CNJ reconhece regularidade de concurso para serventia de imóveis de Palmas (TO)

Decisão adotada de forma unânime pelo Conselho Nacional de Justiça (CNJ), durante a 1ª Sessão Ordinária de 2026, manteve o resultado do Concurso Público 001/2022 para outorga de delegações de serviços notariais e registrais do estado do Tocantins. O Plenário reconheceu legítima a inclusão do cartório de imóveis de Palmas na relação geral de vacâncias sob o critério de provimento e confirmou a regularidade do edital.
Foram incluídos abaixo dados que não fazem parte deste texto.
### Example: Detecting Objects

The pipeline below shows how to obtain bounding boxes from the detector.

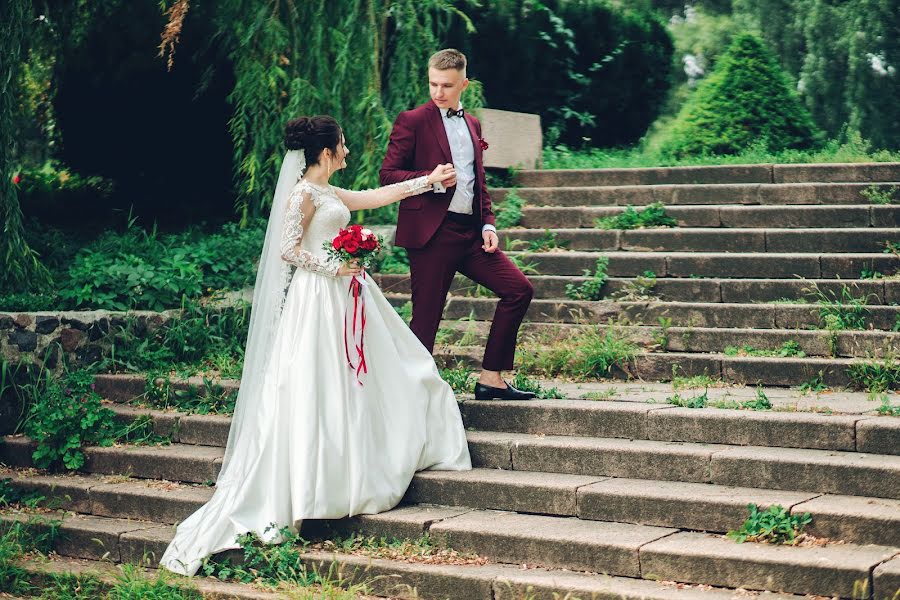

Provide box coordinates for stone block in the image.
[478,108,543,169]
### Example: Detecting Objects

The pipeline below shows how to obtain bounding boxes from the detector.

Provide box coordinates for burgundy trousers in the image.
[407,218,534,371]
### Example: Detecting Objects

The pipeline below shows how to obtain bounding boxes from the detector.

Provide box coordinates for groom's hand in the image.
[481,229,500,254]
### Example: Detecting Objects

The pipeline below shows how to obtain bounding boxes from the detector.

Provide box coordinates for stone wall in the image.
[0,310,172,371]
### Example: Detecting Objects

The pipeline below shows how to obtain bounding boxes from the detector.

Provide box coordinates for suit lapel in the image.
[428,102,453,163]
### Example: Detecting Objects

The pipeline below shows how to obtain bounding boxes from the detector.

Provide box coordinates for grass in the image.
[543,134,900,169]
[728,504,812,545]
[724,340,806,358]
[594,202,678,230]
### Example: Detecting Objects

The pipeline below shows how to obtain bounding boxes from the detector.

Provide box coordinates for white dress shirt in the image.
[441,103,497,232]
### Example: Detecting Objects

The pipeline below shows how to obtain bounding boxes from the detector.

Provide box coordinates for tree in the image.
[663,34,818,156]
[0,0,50,291]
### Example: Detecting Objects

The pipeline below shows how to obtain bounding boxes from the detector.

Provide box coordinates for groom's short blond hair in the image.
[428,48,466,72]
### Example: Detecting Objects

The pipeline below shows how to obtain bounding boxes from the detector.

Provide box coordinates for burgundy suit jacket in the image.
[381,100,494,248]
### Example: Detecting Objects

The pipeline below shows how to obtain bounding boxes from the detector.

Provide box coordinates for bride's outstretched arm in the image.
[334,164,455,210]
[281,188,341,277]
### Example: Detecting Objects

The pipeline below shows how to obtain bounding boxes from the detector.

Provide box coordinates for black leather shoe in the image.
[475,381,534,400]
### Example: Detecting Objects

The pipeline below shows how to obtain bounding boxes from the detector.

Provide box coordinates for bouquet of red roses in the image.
[322,225,384,269]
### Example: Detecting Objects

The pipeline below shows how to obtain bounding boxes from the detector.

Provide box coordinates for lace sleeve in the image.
[281,187,340,277]
[334,175,431,210]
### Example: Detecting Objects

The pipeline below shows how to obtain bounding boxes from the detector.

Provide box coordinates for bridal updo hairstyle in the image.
[284,115,341,166]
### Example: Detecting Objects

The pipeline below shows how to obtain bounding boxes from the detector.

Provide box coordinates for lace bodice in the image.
[281,177,431,276]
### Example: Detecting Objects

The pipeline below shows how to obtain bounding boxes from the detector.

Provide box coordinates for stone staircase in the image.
[378,163,900,386]
[0,375,900,600]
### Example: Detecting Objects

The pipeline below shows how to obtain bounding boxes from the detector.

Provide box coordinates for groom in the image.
[381,49,534,400]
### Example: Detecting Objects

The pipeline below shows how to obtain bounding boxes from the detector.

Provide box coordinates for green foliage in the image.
[804,282,871,331]
[847,352,900,394]
[441,366,477,394]
[446,0,672,146]
[725,340,806,358]
[663,34,818,157]
[512,372,565,400]
[24,371,116,470]
[494,188,525,231]
[0,0,50,292]
[594,202,678,229]
[101,302,250,377]
[860,185,900,205]
[728,504,812,545]
[666,389,709,408]
[566,256,609,300]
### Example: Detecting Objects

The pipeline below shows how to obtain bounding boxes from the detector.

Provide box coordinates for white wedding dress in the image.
[160,180,471,575]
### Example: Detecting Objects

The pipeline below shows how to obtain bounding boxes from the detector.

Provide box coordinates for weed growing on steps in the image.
[803,282,873,331]
[847,352,900,394]
[566,256,609,300]
[725,340,806,358]
[728,504,812,545]
[612,271,656,302]
[800,371,828,395]
[860,185,900,205]
[441,366,477,394]
[494,188,525,231]
[512,372,566,400]
[594,202,678,229]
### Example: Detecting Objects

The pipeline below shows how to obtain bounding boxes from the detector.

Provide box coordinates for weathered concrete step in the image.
[7,427,900,498]
[502,251,900,279]
[0,512,816,600]
[387,294,900,332]
[334,507,900,597]
[3,469,900,546]
[373,273,900,304]
[510,204,900,229]
[82,376,900,455]
[468,431,900,499]
[491,182,900,206]
[434,346,875,390]
[9,556,284,600]
[492,227,900,254]
[515,163,900,187]
[438,319,900,358]
[406,469,900,546]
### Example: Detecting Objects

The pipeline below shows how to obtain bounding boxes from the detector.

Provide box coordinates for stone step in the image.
[509,251,900,279]
[492,227,900,254]
[386,294,900,332]
[491,181,900,206]
[7,468,900,546]
[437,319,900,358]
[79,375,900,455]
[373,273,900,304]
[434,346,875,386]
[9,555,284,600]
[7,431,900,499]
[515,163,900,187]
[519,205,900,229]
[1,519,824,600]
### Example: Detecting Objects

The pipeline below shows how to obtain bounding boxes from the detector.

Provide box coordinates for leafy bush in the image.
[728,504,812,545]
[663,34,818,157]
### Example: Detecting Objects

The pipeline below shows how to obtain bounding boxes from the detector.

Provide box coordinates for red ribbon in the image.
[344,273,369,385]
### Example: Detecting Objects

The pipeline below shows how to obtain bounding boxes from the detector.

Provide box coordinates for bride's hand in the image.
[338,260,363,277]
[428,163,456,184]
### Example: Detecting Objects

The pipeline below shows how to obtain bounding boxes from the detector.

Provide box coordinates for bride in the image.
[160,116,471,575]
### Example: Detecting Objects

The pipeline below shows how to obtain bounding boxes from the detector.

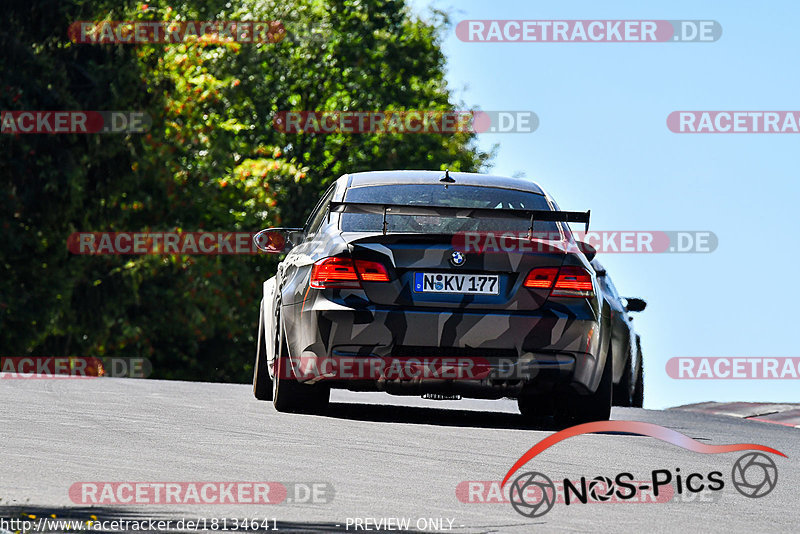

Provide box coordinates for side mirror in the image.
[625,298,647,311]
[576,241,597,261]
[253,228,303,254]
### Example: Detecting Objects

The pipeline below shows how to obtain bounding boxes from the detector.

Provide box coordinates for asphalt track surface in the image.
[0,378,800,534]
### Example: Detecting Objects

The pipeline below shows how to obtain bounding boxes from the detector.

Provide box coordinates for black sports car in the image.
[253,171,631,421]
Ao apreciar, na terça-feira (10/2), o Procedimento de Controle Administrativo 0007860-76.2023.2.00.0000, o colegiado acompanhou o voto do relator, conselheiro Marcello Terto, que julgou improcedente requerimento da Associação dos Notários e Registradores do Estado do Tocantins (Anoreg-TO) e do Instituto de Estudo e Defesa da Atividade Notarial e Registral do Estado de Tocantins (Inoreg-TO).

As instituições apresentaram considerações com relação às datas de referência adotadas para a decisão de incluir a serventia no concurso com relação à Constituição de 1988 e à criação do estado do Tocantins. Com base em parecer da Corregedoria Nacional de Justiça, o entendimento foi de que deve ser levada em conta a data de criação da serventia por lei e não a de sua implementação.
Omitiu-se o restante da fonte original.